The acquisition of Lloyd will give Havells 10,000-
485 authorized service centers and 31 companies, as well as a network of direct and indirect distributors
Own service center.
Javier's consumer business is currently close to its revenue;
Cables and wires account for 40 per cent.
The Lloyds portfolio will be a separate division, Gupta said.
"The proposed acquisition is in line with Javier's goal of" going deep into the family "to drive domestic expansion with brand ownership and distribution --oriented asset.
Last month, Havells announced its foray into personal beauty with a range of products such as electric shaver, beard trimmer, beauty sleeve precision nose and ear trimmer, hair straightener and hair dryer.
Havells has been a growth story through acquisitions.
The late Qimat Rai Gupta acquired it and built it in the 1960 s.
He later bought the struggling 100-
Brand in 2007.
On December 2015, the company sold Sylvania's 80 stake to Shanghai feiluo sound company for 1,070 rupees (10 rupees. 7 billion).
According to the official statement, Lloyd is one of the top three brands in the air conditioning category, in the first-I and tier-II cities.
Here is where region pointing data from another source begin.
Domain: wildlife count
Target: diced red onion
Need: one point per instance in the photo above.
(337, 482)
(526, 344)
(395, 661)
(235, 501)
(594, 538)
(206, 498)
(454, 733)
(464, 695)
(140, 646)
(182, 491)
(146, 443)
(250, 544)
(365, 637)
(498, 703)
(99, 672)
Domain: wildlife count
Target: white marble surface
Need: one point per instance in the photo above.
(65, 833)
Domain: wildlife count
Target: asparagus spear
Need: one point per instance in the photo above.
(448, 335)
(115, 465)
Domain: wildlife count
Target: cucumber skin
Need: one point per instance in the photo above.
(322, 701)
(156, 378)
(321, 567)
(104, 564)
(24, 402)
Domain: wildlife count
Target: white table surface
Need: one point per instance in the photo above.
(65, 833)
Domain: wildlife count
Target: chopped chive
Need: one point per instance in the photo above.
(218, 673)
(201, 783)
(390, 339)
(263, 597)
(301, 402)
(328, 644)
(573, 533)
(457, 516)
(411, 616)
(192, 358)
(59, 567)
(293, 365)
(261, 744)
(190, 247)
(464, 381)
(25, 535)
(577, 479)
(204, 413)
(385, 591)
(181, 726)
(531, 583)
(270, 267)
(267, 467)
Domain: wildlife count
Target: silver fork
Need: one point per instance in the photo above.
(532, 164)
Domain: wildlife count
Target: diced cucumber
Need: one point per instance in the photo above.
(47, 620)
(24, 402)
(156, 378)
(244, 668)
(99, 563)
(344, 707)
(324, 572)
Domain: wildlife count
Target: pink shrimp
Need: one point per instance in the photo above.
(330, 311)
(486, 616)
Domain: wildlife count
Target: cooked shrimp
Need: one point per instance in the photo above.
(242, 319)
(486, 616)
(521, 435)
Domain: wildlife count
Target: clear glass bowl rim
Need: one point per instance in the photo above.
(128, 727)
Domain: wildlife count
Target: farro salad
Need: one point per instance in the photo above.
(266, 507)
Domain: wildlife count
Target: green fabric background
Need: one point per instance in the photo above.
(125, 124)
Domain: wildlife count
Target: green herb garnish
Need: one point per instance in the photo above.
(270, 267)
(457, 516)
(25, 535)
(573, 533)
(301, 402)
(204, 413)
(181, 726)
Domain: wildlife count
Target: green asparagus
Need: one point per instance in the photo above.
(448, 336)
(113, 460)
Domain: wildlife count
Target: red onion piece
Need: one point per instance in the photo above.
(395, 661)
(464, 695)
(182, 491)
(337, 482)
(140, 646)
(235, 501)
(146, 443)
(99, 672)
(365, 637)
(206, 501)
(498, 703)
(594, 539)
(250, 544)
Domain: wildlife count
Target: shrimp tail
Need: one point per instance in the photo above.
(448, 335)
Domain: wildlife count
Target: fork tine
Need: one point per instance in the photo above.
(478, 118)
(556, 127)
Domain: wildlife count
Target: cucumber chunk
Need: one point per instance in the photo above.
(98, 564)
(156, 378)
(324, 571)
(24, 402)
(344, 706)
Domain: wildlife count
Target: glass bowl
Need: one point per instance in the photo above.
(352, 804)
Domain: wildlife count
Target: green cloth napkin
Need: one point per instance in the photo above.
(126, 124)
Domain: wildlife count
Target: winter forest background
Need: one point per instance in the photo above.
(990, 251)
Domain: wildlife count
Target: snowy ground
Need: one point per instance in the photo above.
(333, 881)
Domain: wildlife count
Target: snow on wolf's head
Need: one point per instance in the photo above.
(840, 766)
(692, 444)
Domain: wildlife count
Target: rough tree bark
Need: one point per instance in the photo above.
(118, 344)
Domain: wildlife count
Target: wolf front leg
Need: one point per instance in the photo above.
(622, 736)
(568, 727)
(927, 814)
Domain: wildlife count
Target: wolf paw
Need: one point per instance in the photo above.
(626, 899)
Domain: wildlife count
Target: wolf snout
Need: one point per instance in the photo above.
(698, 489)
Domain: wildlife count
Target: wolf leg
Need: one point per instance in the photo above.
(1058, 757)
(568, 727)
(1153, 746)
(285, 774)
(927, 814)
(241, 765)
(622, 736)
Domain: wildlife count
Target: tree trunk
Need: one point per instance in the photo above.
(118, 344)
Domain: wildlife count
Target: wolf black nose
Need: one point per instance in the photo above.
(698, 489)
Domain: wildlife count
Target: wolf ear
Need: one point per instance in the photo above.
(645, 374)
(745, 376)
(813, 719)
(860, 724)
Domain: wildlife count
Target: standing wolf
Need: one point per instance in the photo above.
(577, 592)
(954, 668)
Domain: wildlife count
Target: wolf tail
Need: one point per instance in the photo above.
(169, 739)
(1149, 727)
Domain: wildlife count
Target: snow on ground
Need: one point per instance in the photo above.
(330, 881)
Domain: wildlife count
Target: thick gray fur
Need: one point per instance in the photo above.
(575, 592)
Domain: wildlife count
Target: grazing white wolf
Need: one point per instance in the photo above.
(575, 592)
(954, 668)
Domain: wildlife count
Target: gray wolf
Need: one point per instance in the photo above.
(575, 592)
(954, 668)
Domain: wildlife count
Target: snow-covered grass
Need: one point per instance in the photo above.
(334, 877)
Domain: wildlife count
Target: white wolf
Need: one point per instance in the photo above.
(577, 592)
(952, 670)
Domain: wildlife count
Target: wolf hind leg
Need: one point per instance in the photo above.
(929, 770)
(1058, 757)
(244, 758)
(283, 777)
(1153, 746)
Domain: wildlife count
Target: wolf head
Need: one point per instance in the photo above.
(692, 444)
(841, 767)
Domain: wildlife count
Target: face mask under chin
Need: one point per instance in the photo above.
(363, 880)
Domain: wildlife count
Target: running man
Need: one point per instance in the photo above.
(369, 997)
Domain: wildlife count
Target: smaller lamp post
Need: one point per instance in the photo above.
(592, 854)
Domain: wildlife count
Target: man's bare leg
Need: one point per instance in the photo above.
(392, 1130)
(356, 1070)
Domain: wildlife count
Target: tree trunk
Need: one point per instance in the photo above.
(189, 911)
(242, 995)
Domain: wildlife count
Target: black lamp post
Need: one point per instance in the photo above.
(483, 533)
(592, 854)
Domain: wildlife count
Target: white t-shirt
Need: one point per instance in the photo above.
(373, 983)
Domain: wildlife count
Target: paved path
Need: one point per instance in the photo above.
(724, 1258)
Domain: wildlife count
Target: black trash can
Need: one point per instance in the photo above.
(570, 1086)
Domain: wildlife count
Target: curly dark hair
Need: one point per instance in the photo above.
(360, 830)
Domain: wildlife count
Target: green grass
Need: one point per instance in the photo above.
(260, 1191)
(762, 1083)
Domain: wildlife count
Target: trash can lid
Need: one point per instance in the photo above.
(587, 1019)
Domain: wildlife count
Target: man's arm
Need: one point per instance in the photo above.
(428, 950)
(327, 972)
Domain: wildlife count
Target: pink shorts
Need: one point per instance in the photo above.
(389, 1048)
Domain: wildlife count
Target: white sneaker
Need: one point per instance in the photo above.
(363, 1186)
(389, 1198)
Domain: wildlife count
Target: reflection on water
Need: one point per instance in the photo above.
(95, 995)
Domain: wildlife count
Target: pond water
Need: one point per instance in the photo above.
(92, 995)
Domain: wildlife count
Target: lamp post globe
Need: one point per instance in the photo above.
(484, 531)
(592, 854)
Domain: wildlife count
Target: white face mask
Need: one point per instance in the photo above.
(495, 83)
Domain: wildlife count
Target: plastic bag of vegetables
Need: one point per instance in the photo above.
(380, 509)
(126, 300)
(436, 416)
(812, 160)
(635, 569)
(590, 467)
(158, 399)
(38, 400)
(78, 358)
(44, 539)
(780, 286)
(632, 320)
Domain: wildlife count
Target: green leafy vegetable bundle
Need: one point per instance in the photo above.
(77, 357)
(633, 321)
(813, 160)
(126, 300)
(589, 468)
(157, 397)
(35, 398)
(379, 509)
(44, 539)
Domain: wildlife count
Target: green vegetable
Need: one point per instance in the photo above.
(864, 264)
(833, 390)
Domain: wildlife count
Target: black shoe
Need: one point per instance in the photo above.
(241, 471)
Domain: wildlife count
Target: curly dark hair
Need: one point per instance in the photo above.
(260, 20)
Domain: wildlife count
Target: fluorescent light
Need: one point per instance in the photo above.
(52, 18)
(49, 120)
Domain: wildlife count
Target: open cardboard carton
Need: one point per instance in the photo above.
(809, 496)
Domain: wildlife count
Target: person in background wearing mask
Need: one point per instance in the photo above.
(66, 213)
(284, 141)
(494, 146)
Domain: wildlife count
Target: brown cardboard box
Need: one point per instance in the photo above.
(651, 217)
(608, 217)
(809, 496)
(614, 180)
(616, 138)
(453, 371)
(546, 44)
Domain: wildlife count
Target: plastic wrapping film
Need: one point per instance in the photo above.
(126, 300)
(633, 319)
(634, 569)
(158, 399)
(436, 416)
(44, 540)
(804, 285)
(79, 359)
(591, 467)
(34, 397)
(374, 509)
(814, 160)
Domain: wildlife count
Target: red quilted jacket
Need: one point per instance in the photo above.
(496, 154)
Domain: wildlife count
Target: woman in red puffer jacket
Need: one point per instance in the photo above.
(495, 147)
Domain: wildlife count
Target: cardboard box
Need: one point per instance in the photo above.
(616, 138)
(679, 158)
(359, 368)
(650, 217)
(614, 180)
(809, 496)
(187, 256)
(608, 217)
The brand has also expanded to TV and washing machines.
In the long run, the acquisition of Lloyd Electric's durable consumer goods business will be a huge acquisition.
First of all, given that Lloyd's market share in the air-conditioning industry is 12, it provides the necessary opportunity for Javier to enter the field of white appliances.
In addition to some other consumer goods, Lloyd also produces television and washing machines.
The acquisition is also a core business in Javier --switchgears -
There are problems in quantity and profitability.
While havells's cable business is still strong, it offers limited opportunities for diversity.
After the acquisition, Havells can scale up to meet all aspects of consumer durables.
Whether Havells paid the right price for the deal is a street concern.
Analysts expect shares in havells to open in negative territory on Monday as valuation issues arise, mainly due to margin
The depletion of transactions.
Javier's consumer business currently has a profit margin of 24, while Lloyds has a profit margin of 7. 7 per cent.
Even Javier's overall operating margin (13%) is much higher than Lloyd's.
As a result, the profitability of Havel is likely to decline significantly.
For the nine months ended December 2016, Havel's consumer business income was RS 1,023, while Lloyd's consumer business income was RS 1,242 during this period.
In a simple calculation, the combined business profit margin will reach 15.
In addition, analysts at Quant Capital believe that Havells's marketing spending may also increase after the acquisition.
Analysts say Haveles will now face competition from some of the world's largest companies with operating margins lower than in the past.
"So we expect a significant increase in the company's marketing spending (currently 3-
"In the next few years, revenue will be accounted for," said one analyst . ".
In this case, another analyst at a domestic brokerage company doubted whether Javier had paid the right price.
"I found the deal to be overpriced," analysts said . "
Wall Street will pay close attention to the investor conference call scheduled for Monday afternoon to understand the fundamentals of the transaction.
"Given Havel's past acquisition records, you may expect Havel shares to fall sharply unless the company explicitly defends the price it pays Lloyd," analysts added . ".